Leverage Snowflake Tagging to Empower Governance
As the amount of data organizations collects grows, managing that data becomes increasingly complex. That’s where data governance comes in: the process of managing the availability, usability, integrity, and security of the data used in an organization.
Snowflake has implemented many features that reflect the current reality of organizations, and data governance is in the product front and center. One key aspect of data governance is data classification, or categorizing data according to its sensitivity or criticality. Snowflake offers a very useful feature for data classification: database object tagging.
In this post, we’ll explore how you can leverage Snowflake tagging to empower your data governance efforts and I’ve added examples of creating tags, gathering the tag metadata and how you can mix tagging with other features. Once you put all this together, you will have a robust, fully fleshed governance and security layer on top of your Snowflake account.
One caveat before we get started, tagging is a feature of Snowflake Enterprise edition or higher, so you will need to be on the edition if you want to play with this feature on your own.
What is Tagging?
A tag is a user-defined label that can be attached to a Snowflake object, such as a database, table, or column. Tags can categorize objects based on any criteria that you choose, such as sensitivity, business unit, project, or owner. Once tags have been applied, you can use them to control access to the tagged objects, track usage and costs, and apply policies and rules.

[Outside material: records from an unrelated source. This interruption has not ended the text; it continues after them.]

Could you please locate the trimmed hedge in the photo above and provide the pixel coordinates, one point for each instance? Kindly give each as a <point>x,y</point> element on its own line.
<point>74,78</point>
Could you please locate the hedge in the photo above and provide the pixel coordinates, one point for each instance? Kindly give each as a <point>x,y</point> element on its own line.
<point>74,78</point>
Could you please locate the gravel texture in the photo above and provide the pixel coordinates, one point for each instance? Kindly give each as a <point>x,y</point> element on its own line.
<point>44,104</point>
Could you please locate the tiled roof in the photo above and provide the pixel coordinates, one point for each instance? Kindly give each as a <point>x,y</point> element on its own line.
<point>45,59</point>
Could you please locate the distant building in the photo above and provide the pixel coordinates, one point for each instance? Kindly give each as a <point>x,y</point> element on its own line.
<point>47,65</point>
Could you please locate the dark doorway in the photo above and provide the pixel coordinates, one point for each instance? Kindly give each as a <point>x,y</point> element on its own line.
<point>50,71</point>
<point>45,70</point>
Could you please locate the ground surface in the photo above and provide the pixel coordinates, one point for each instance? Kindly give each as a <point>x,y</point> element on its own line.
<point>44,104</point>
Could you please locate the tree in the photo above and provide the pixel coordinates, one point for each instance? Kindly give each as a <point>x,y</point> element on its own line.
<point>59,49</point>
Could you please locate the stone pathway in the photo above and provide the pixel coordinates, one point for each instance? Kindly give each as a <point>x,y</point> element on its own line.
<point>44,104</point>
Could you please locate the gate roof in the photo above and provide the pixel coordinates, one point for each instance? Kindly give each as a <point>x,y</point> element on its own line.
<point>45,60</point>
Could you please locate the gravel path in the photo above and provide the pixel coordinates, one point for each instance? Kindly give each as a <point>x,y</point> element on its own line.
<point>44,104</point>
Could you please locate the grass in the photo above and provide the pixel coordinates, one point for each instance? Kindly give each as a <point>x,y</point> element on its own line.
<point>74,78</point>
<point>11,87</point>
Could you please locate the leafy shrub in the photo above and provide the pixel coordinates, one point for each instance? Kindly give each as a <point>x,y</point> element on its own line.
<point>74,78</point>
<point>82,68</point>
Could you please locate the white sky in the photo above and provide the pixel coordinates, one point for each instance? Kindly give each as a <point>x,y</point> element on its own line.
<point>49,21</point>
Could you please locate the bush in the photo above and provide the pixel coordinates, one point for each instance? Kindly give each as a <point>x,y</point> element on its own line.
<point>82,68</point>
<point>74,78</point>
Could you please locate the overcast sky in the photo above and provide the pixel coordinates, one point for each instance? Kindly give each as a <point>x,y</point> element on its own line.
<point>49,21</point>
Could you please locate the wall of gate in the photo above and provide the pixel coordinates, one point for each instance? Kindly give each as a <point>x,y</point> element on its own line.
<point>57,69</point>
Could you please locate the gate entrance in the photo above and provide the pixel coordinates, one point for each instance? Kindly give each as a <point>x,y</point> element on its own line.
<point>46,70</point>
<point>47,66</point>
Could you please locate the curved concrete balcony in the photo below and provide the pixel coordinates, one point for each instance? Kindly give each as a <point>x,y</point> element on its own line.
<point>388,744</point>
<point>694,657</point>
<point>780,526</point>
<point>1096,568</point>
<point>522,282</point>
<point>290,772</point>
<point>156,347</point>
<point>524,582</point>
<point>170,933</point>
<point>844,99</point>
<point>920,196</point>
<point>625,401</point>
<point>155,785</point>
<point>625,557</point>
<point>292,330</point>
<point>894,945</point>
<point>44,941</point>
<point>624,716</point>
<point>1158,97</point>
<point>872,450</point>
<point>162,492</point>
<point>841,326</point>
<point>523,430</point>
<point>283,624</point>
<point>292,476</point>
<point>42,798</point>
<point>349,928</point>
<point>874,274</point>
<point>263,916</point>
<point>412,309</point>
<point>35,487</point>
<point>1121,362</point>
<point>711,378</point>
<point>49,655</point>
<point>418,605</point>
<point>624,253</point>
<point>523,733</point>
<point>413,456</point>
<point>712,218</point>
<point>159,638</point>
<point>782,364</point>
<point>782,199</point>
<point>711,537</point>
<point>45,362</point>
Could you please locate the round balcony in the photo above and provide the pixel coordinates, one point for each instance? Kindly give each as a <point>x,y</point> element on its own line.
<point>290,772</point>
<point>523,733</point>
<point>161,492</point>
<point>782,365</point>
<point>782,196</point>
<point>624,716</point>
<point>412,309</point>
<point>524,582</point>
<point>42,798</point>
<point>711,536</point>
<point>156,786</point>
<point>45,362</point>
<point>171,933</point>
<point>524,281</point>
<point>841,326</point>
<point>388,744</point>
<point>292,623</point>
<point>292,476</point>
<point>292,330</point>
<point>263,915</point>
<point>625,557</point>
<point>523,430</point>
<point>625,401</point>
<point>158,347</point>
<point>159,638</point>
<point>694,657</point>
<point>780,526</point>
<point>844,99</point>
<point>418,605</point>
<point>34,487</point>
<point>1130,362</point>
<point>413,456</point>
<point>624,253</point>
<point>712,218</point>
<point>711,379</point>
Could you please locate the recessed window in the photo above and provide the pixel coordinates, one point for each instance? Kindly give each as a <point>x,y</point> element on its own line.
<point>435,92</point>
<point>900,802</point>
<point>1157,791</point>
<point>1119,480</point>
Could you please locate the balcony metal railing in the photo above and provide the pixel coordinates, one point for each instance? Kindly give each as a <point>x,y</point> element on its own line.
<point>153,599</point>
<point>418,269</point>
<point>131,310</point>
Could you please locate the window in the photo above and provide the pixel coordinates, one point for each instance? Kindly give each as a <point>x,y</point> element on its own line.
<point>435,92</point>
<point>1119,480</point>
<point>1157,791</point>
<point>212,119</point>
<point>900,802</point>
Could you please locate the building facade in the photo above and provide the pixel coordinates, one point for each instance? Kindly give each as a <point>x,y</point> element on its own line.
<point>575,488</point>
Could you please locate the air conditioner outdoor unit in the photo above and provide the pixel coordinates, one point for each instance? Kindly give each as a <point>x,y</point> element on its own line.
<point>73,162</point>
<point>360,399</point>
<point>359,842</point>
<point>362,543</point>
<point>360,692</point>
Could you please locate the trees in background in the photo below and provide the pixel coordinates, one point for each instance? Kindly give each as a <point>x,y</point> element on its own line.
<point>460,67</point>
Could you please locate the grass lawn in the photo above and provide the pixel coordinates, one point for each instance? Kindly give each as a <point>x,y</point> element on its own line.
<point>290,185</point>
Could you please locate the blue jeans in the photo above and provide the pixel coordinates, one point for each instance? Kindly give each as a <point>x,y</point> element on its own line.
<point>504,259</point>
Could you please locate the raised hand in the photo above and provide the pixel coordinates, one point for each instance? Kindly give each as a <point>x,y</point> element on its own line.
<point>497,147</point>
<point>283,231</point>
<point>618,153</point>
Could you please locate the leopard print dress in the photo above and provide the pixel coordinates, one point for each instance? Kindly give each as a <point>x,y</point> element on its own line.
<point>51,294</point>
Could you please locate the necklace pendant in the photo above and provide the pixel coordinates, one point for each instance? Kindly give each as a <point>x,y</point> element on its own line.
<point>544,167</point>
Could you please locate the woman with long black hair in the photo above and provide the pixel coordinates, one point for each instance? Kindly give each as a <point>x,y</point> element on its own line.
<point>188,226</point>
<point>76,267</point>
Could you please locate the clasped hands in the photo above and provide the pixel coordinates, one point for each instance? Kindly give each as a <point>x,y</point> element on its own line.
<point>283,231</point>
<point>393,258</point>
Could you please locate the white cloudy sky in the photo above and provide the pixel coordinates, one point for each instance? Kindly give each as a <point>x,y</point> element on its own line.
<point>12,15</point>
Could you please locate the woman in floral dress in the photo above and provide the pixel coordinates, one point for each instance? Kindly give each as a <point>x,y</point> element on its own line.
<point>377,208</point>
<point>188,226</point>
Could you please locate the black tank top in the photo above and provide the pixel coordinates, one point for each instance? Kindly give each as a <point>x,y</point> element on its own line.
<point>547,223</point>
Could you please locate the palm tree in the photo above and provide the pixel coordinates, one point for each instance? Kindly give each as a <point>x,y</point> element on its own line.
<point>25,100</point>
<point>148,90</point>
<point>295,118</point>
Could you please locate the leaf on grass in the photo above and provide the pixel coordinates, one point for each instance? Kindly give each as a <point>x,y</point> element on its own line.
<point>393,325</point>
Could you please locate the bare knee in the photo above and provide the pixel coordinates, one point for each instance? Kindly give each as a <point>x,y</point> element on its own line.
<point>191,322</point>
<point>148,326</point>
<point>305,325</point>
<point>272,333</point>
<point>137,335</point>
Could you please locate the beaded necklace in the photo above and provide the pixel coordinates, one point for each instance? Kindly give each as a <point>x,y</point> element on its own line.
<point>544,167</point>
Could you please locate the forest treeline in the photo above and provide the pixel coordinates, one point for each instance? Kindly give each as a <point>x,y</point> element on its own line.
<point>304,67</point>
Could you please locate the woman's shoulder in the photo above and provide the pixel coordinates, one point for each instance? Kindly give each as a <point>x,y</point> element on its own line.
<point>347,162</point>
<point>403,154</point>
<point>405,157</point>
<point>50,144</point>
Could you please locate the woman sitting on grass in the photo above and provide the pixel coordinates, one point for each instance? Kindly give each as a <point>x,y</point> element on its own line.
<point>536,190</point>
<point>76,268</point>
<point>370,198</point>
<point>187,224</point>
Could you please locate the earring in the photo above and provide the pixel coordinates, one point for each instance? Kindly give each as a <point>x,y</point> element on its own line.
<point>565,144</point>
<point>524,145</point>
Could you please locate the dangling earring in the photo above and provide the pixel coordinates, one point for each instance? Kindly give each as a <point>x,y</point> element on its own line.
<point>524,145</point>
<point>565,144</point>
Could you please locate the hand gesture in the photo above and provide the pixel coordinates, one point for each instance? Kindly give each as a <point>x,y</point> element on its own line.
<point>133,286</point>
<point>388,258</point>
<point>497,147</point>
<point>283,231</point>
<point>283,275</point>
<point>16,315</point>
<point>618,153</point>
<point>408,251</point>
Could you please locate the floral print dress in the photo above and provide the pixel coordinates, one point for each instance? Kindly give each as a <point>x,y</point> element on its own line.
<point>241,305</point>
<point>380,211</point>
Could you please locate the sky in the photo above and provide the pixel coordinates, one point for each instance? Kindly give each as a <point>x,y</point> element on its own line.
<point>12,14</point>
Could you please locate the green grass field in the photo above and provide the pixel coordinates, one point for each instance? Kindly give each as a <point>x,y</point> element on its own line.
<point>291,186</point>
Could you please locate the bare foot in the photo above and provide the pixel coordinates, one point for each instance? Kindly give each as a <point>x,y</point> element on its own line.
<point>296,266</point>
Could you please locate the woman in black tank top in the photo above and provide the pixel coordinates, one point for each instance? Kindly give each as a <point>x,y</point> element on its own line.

Now let’s apply tagging to a specific use case: identifying sensitive customer data. For example, let’s assume that you have a table in Snowflake called “customers” that contains customer information, including their addresses. We want to categorize the “address” column as sensitive so that we can apply data protection policies and controls.
To accomplish this, we’ll first create a tag called “data_sensitivity” using the Snowflake web interface or command line interface and constrain it so that it always has to have a value of ‘low’, ‘medium’ or ‘high’. Here’s an example SQL statement to create the tag:
CREATE TAG data_sensitivity allowed_values 'low', 'medium'. 'high';
Next, we’ll apply the “data_sensitivity” tag to the “address” column of the “customers” table using another SQL statement and set it to ‘high’:
ALTER TABLE customers MODIFY COLUMN address SET TAG data_sensitivity='high';
As you can see, each tag is composed of a key-value pair and either of those can be set to any name or any value allowed by the tag definition. This allows the tagging feature to adapt to the naming conventions, department names, categorizations, etc. that an organization may implement.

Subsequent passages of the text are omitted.